The man who saved Tesco?
It is thanks to Lewis’ efforts and strategic vision that Tesco still has so many customers to talk to. Having spent the best part of a 75-minute press conference focusing on the future, it is perhaps fitting that the final question relates to his legacy.
Lewis is not a fan of his ‘Drastic Dave’ moniker, so is he more comfortable with the new label he received today: ‘the man who saved Tesco’?
“Definitely not,” he asserts. “There are 450,000 people [in Tesco]. Let’s be clear: I didn’t serve a customer last week, I didn’t meet a buyer last week, I didn’t drive a truck last week – 450,000 people have turned around this business.”
There is no doubt that Murphy will be taking the helm of a business that has the momentum and confidence of those 450,000 people onside. He will certainly need it if he is to fill the void Lewis undoubtedly leaves behind and turn his vision of Tesco’s future into reality.
Who is Tesco’s new boss?
Ken Murphy will take the reins from Dave Lewis next year, but little is known about the Walgreens Boots Alliance (WBA) veteran – leading some analysts this morning to ask: “Ken who?”
Murphy joined UniChem in 1997 and took on the crucial role of deal manager and integration director in 2005, following the merger of Alliance UniChem and Boots, reporting directly to Stefano Pessina.
He later served as business transformation director for almost two years, before taking on key exec roles within the Boots UK business, first as commercial director, then as chief operating officer.
Murphy returned to a central role with the wider group in 2013 when he was named managing director for health and beauty brands and international.
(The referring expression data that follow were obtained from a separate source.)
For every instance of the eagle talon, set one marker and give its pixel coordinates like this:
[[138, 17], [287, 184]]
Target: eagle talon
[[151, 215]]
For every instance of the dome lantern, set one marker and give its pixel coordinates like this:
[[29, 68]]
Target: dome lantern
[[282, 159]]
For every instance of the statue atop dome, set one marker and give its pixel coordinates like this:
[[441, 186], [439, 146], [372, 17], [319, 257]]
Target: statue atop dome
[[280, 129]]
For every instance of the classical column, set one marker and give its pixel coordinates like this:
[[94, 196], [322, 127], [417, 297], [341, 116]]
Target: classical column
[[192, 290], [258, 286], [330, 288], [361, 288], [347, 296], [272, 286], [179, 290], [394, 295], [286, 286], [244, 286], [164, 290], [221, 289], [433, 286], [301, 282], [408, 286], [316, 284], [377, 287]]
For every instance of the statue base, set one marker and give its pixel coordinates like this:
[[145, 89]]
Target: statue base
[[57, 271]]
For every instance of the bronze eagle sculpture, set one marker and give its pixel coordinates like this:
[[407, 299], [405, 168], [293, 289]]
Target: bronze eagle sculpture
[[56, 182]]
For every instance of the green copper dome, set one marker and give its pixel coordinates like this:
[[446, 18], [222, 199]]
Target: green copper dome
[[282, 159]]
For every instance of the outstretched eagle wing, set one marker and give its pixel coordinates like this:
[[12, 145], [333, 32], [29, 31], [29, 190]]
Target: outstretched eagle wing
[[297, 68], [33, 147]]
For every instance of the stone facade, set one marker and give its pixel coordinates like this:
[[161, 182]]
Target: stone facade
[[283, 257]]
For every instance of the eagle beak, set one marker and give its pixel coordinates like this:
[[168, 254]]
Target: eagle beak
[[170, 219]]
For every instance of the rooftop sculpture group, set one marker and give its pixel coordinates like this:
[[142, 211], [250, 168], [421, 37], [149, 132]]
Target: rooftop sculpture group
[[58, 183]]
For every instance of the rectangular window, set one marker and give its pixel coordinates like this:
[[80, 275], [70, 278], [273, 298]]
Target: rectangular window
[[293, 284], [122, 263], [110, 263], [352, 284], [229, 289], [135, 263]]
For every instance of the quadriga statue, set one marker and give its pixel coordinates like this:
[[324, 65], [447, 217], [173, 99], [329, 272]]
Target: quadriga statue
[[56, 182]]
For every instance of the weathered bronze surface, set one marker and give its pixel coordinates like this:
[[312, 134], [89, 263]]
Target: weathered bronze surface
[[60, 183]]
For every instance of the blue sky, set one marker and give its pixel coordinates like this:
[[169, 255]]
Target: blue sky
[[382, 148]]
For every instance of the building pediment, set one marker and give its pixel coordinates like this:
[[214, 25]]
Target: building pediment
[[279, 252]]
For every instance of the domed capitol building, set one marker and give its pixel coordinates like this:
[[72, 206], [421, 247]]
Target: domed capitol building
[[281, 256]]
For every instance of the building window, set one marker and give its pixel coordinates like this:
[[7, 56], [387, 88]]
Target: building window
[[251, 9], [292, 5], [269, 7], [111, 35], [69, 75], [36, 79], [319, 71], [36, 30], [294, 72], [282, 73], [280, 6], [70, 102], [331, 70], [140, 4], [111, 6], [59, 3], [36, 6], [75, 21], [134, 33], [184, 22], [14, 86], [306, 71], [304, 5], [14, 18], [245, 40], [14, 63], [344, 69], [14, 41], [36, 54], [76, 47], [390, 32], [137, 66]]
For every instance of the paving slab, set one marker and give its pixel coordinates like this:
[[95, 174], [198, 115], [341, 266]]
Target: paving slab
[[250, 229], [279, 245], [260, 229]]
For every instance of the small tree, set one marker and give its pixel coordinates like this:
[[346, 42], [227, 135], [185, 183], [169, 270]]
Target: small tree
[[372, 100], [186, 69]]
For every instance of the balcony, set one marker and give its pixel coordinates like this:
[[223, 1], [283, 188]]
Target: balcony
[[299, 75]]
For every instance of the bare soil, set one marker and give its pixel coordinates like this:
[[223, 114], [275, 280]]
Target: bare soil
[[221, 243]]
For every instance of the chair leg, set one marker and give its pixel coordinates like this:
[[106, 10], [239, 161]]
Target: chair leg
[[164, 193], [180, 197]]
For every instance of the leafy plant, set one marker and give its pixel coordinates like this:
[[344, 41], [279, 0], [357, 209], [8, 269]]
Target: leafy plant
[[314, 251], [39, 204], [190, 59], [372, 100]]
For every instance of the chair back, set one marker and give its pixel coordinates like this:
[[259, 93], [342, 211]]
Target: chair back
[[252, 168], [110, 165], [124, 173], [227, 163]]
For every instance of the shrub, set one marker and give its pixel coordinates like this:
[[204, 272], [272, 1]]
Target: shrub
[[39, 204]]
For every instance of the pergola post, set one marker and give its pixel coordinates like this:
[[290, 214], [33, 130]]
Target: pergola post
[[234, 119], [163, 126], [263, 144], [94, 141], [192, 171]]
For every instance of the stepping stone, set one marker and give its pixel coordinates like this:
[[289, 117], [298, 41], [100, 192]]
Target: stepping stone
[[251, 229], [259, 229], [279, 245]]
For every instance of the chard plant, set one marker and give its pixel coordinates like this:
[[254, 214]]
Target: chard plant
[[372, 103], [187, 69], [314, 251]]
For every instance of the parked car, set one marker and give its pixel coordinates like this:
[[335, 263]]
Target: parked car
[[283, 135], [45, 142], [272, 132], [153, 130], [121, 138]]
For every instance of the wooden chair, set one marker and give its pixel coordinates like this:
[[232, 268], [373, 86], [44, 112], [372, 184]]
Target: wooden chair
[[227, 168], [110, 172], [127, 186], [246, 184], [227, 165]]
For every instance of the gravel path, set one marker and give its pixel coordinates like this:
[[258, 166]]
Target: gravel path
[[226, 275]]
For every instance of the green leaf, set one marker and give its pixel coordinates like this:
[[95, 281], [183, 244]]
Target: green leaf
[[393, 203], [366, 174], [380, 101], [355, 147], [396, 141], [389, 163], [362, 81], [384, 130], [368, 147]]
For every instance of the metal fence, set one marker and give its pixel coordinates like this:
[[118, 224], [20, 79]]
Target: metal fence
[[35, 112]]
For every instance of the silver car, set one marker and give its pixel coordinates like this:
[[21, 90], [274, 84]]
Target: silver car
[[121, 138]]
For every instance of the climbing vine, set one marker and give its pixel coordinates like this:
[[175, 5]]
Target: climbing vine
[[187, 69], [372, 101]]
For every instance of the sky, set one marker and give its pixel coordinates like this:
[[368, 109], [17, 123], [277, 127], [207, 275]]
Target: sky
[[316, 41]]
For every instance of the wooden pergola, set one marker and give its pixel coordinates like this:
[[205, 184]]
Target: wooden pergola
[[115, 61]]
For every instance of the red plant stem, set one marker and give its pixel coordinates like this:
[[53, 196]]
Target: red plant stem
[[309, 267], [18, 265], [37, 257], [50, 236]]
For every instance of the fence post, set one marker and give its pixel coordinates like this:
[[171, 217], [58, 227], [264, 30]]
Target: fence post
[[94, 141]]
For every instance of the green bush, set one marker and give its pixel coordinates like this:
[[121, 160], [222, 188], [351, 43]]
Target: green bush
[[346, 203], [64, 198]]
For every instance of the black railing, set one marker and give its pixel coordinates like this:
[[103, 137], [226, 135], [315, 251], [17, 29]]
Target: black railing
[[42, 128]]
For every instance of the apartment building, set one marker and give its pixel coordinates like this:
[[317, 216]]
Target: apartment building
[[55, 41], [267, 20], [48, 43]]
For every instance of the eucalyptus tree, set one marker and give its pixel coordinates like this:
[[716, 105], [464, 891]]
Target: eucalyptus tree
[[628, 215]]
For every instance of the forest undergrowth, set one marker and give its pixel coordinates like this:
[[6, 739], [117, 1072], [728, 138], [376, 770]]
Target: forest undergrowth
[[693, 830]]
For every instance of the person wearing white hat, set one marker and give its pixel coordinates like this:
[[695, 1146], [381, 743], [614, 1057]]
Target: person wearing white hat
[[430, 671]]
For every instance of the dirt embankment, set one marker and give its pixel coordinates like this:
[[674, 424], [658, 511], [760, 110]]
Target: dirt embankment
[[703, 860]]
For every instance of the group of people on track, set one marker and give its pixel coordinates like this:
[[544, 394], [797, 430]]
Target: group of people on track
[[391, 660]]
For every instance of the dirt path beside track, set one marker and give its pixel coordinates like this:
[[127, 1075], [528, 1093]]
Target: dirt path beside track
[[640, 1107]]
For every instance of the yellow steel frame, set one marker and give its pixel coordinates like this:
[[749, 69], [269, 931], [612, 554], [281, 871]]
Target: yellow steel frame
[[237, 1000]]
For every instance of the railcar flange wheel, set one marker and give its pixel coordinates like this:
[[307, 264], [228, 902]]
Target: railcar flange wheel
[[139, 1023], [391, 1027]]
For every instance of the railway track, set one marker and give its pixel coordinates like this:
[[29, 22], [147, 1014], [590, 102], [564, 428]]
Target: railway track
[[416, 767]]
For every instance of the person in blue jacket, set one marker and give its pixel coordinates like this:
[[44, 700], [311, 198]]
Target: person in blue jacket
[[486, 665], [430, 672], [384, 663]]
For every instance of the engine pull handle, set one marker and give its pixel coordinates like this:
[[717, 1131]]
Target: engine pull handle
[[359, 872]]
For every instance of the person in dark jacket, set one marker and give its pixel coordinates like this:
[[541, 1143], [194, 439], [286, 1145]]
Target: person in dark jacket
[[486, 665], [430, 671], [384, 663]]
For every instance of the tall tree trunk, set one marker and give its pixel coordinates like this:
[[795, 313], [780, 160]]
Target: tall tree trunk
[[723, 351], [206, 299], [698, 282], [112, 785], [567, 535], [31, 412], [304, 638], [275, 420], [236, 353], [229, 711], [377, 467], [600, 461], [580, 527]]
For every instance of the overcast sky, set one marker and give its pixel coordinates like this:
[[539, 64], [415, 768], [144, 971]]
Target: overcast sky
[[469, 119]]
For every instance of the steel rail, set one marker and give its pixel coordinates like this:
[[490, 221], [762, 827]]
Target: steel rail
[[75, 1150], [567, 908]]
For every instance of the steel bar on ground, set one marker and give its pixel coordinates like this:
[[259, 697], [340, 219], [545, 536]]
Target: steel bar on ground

By January 2015, he was promoted to chief commercial officer and president of global brands.
He left WBA in January and has been working with the group as a consultant since then.
Tesco chair John Allan says Murphy will bring “a combination of experience, proven leadership in international retail businesses, a strong strategic mind and a track record in commercial and brand”.
Allan adds: “Dave will be a hard act to follow, but Ken is unquestionably a seasoned, growth-orientated business leader. He has strong values, which align with our own, and strong strategic, brand and commercial acumen, proven at the top of a large, multinational retail business.”
Lewis, who counted Murphy as one of his customers during his time at Unilever, is quick to play down concerns surrounding his lack of a food retailing background – a question mark that also hung over Lewis when he joined Tesco in September 2014.
“If you look at the CEO as being the best shopkeeper in the team, it’s the wrong brief,” Lewis says. “What Ken needs to have – and I do know him, and I do believe he has this – is a strategic perspective.
“If you understand brand, you understand the customer, if you have the interpersonal skills to engage with 450,000 people, that’s more important.
“So, I don’t think it’s an issue at all. He’s got loads of retail experience, he’s got loads of wholesale experience, he understands brands, he understands customers, he’s super-smart and he’s a really nice bloke.”